Finch in Somerville
Finch Ward (2024) is a second year French and Linguistics student whose academic background and exceptional performance in Prelims just earned him a life-changing Michael Bishop Foundation Thatcher Scholarship.
I grew up near Land’s End, overlooking the seas said to bury the lost kingdom of Lyonesse. And yet the Cornwall where I grew up was not only a place of ancient stories and rugged beauty, but of rural marginalisation and chronic educational under-funding. Working hard at school and as a lifeguard every summer, I never had time to think about the old stories, or how the languages that brought them into my everyday reality.
All that started to change when I came across linguistics, initially through a school project led by a PhD student researching the death of the Cornish language. At the time, I didn’t know what linguistics was, and only felt intuitively that, somehow, this was important. My interest in languages bubbled under the surface until years later in French class, where I became fascinated by how cognates like castle and château had come to be pronounced so differently, despite their common origin. From there, I ended up down one internet rabbit hole after the next, leading me to historical linguistics and phonetics, and the realisation that linguistics was what I wanted to do.

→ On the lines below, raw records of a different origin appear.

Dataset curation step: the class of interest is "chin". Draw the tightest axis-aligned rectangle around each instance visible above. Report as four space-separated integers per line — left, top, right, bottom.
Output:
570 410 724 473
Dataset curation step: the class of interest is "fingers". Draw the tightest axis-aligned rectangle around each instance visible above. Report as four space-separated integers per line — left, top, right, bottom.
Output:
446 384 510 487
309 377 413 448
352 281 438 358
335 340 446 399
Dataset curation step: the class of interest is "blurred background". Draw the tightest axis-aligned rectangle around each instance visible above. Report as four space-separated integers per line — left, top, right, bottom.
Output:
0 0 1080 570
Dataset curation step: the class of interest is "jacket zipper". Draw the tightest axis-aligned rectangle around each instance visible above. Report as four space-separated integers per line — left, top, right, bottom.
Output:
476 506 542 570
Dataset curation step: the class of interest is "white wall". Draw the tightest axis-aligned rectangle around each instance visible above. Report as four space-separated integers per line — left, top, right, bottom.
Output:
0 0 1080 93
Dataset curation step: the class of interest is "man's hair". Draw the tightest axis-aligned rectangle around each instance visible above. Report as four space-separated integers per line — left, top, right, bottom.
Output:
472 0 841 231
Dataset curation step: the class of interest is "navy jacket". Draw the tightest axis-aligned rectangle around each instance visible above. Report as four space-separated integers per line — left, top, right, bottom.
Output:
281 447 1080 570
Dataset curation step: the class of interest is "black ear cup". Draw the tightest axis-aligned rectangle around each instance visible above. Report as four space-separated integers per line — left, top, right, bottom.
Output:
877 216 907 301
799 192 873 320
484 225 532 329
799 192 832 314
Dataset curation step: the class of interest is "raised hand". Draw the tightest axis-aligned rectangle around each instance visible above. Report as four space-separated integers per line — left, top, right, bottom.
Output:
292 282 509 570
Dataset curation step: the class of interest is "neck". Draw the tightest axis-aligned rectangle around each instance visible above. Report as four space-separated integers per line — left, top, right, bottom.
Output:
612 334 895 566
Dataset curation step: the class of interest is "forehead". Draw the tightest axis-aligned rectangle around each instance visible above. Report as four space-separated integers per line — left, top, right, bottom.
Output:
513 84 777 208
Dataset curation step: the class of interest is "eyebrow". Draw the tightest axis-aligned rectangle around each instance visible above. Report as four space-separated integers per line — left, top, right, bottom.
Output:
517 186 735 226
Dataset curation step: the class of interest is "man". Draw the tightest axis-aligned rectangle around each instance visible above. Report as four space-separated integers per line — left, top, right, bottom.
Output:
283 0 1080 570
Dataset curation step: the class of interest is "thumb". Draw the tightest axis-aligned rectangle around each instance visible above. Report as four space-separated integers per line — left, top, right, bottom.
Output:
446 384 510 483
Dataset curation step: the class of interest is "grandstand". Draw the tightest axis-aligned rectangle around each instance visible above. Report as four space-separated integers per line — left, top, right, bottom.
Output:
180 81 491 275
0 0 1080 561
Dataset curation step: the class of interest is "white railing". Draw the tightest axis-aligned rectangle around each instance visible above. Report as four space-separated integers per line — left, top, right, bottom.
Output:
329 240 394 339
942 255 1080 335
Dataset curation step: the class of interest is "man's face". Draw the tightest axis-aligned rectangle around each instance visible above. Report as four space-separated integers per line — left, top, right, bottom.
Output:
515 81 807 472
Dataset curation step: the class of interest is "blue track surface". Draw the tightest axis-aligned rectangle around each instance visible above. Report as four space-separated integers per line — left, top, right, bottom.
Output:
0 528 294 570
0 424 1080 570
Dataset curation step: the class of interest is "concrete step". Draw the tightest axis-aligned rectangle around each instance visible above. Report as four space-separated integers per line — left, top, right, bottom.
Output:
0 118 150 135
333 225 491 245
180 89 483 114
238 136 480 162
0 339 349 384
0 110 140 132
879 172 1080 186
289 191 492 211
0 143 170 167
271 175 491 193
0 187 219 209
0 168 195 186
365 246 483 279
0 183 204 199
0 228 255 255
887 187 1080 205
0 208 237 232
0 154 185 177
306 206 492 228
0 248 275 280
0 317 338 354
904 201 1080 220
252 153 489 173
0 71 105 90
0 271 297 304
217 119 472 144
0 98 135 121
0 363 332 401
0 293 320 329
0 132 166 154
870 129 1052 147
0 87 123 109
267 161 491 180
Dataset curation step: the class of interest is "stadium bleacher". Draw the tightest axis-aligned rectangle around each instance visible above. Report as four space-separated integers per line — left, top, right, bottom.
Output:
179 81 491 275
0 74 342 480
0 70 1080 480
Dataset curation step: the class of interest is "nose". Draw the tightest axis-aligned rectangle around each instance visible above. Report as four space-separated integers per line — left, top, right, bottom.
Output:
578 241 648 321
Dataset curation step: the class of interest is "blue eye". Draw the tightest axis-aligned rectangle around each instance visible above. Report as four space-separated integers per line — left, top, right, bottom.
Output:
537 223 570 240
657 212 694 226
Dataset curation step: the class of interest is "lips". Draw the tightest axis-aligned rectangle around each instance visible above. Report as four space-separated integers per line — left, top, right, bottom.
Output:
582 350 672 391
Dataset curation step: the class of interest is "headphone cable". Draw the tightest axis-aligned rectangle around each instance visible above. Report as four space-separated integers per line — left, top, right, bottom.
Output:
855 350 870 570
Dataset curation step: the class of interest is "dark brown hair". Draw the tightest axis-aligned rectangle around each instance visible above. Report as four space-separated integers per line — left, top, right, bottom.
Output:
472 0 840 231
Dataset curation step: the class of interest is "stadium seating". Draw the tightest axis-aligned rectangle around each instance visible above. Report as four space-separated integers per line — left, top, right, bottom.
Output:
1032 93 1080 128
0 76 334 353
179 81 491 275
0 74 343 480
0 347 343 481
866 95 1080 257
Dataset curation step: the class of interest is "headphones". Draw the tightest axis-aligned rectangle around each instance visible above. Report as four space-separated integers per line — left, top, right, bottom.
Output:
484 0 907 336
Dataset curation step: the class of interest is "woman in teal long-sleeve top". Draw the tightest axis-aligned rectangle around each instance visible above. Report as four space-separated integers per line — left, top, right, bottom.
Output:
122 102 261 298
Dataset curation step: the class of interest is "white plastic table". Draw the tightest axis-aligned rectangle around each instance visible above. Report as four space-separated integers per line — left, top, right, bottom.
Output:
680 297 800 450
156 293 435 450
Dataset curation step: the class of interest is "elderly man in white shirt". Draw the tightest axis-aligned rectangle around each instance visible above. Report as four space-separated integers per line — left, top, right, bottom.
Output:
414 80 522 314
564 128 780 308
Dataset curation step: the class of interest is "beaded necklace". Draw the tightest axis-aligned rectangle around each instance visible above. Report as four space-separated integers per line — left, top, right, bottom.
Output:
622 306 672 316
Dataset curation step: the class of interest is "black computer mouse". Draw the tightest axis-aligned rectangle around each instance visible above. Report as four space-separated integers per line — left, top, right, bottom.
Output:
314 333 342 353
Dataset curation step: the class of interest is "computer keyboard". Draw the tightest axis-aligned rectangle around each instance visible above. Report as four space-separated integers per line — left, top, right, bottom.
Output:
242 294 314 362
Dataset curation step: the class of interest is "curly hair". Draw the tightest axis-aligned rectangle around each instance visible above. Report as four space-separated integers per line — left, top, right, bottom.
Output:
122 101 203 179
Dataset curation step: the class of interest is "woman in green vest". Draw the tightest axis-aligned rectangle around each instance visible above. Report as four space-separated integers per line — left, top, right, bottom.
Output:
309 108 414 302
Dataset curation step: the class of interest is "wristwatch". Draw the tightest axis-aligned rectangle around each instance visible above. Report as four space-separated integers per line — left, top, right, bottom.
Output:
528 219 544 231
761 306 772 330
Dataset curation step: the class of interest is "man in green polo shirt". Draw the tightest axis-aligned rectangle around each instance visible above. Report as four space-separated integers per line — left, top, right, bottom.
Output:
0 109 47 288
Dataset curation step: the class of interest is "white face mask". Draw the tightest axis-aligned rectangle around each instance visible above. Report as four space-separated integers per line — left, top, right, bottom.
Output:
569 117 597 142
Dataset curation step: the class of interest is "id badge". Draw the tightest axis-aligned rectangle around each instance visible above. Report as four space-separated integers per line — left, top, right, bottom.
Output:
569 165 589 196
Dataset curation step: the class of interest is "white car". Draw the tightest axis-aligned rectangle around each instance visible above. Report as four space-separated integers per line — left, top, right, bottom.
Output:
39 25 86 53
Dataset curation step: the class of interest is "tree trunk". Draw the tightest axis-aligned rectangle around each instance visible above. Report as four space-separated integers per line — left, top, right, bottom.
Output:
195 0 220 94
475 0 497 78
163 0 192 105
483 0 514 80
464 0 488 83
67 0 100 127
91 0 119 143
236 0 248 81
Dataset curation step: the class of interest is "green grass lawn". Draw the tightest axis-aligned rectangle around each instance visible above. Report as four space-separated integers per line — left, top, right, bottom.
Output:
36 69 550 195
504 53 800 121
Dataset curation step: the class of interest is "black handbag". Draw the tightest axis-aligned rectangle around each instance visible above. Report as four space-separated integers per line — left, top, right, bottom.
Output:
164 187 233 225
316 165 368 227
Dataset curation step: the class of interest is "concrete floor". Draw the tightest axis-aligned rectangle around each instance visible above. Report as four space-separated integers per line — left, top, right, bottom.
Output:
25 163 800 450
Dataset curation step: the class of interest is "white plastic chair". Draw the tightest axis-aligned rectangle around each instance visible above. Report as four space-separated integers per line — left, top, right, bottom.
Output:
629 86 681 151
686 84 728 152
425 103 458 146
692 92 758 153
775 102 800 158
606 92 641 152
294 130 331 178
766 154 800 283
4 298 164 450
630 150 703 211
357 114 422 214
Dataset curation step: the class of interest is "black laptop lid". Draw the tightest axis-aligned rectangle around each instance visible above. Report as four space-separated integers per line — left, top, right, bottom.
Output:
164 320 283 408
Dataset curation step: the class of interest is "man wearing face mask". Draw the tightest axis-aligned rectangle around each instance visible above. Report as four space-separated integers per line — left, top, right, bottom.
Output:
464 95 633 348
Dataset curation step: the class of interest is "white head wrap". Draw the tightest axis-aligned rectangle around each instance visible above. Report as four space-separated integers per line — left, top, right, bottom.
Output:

As a Thatcher Scholar, I can pursue my curiousity to its end
Finch Ward
Now I’m able to study the subject properly at Somerville, historical linguistics and phonetics remain two of my favourite branches. Since coming here, I’ve met speakers of Welsh, Irish and other Celtic languages, and have also loved studying the idiosyncrasies of these languages in seminars and tutorials, from consonant mutations to the lack of a specific verb for ‘have’ across most Celtic languages. For example, the phrase ‘I have a cat’ is rendered yma kath dhymm in Cornish – literally ‘there is a cat to me’.
All this has made me reconnect with my Cornish roots. In Cornwall, the Celtic language can sometimes seem very far away. The last native speaker is said to be Dolly Pentreath, who died in 1777. Growing up, the only exposure I had to Cornish was the Kernow a’gas dynergh sign welcoming you back into the county. However, finding out more about the other Celtic languages fills me with hope that this does not have to be the universal fate for languages under threat. I’m even planning on learning Cornish itself, and am excited to see how much I’ll be able to converse with my Celtic-speaking friends.

Finch lifeguarding at Porthcurno Beach
As I learn more about linguistics, it becomes increasingly obvious how imperative it is that we protect the world’s endangered languages: of the roughly 7,159 languages in the world, around 3,193 are at risk. Indeed, in 1992, the linguist Michael Krauss warned that if we do not reassess our priorities, linguistics will go down in history as the only science that let 90% of its field disappear under its nose. My studies have already taught me so much about the value of all language varieties, and I now want to do everything I can to turn the tide on mass language extinction.
For goals like this, the Michael Bishop Margaret Thatcher Scholarship is life-changing; it will mean I can go on to further study debt-free and pursue my dream to be a linguist. In this career, I could work with local communities to preserve endangered languages, or study the effects of language policy on minority or marginalised languages, particularly in France, where the belief that every citizen should speak one homogenous language is unusually prevalent. This is to the detriment of the country’s minority and regional varieties, which until very recently were actively persecuted.
Breton is a fascinating example of this linguistic marginalisation. Today, Breton is the only Celtic language not officially recognised by a national government. And yet, Breton has a unique status as an Insular Celtic language, unrelated to the Celtic languages found across Europe before the Roman conquest. Instead, it shared a common ancestor with Cornish and Welsh which was spoken in parts of Britain until the fifth century CE, when the Bretons migrated to modern-day France. For as long as Cornish was a living language, fishermen from both regions could have happily conversed together.
This summer I hope to go to Brittany to hear from locals and understand the far-reaching effects of the French government’s policy towards their language. I’m particularly interested in the ‘gap in transmission’, whereby the new generation of Breton schoolchildren speak markedly differently from their native-speaker great grandparents, as the generations between had much less fluency. I hope to use what I learn about Breton in my future studies, and eventually work on protecting marginalised languages and dialects around the world.
Receiving the Michael Bishop Foundation Margaret Thatcher Scholarship has made globe-spanning plans like this possible, and I am extremely thankful to Lord Glendonbrook for his generosity. I will no longer have to work all summer, but can instead pursue my curiosity to its end.